Dr Ananya Awasthi, Assistant Director at the India Research Centre of the Harvard TH Chan School of Public Health spoke about how advocacy groups and non governmental organisations played a critical role in spreading awareness about the perils of trans fats and bringing about behavioural change. “In India it is particularly important, because of the huge unorganised sector. It is thus up to the citizens to be able to understand and support. behaviour change,” she said. However, “Knowledge is only the beginning. People in urban areas might know that trans fats are bad for you, but they don’t have a clear idea about the foods that contain trans fats. Processed foods might have labels etc, but what about the samosas, the baturas, cakes, pastries, white bread? Most people don’t know that these contain high amounts of trans fats.”
Ms Laurene Aubert, Manager SUN Business Networks and lead at the Global Alliance for Improved Nutrition said that while it was relatively easier to remove trans fats from the food system in the richer nations, it was difficult in the lower and middle income nations due to lack of awareness. “The international food and beverage alliance, for instance, 12 of the world’s biggest food manufacturers, have committed to the WHO target of 2 gm per 100 gm in fats and oils, and they have already achieved over 98.5 per cent of this target across all their food portfolios,” she said.

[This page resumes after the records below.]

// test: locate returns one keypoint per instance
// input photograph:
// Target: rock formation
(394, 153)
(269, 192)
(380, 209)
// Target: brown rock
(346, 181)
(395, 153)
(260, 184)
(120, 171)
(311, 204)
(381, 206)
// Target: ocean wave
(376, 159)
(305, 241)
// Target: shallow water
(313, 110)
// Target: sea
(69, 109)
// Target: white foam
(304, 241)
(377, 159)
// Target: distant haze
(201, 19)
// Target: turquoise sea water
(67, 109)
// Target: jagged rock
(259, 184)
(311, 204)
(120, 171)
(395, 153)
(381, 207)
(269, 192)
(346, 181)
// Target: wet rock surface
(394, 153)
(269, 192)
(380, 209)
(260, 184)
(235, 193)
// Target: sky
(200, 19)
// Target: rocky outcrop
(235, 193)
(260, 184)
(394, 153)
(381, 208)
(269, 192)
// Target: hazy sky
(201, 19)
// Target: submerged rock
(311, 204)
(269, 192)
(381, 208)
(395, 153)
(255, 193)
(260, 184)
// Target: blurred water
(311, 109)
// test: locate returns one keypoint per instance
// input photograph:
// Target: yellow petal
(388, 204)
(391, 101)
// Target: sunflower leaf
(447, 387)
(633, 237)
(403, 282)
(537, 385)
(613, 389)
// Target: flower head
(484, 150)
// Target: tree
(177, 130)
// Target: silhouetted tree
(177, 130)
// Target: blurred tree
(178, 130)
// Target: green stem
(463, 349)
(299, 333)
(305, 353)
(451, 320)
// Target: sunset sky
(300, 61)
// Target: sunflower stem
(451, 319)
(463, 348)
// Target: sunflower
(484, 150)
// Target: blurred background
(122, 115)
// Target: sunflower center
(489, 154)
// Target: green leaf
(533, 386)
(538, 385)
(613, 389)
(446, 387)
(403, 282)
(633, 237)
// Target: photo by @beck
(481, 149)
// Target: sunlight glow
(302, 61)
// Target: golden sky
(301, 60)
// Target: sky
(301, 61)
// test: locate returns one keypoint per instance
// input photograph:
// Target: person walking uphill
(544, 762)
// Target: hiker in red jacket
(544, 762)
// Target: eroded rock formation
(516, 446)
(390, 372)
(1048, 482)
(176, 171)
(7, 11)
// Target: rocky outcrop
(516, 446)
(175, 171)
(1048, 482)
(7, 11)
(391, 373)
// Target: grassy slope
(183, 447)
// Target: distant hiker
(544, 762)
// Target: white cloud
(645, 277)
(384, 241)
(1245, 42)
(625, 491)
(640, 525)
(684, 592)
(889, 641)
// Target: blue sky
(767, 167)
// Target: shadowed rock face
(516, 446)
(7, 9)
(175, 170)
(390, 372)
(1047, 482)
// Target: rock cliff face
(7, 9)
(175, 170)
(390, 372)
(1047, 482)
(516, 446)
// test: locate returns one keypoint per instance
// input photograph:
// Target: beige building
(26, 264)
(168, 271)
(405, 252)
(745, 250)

“But in the low and middle income there were a number of SMEs, and many of them don’t even know about trans fats. Awareness among consumers is one thing, but there are small food producers there who don't know what trans fat is. So it is difficult, particularly when you don't even have mandatory regulations in place,” she said, noting that it was thus imperative for both governments and NGOs to engage with smaller producers and other stakeholders to ensure awareness, and the need for legislation.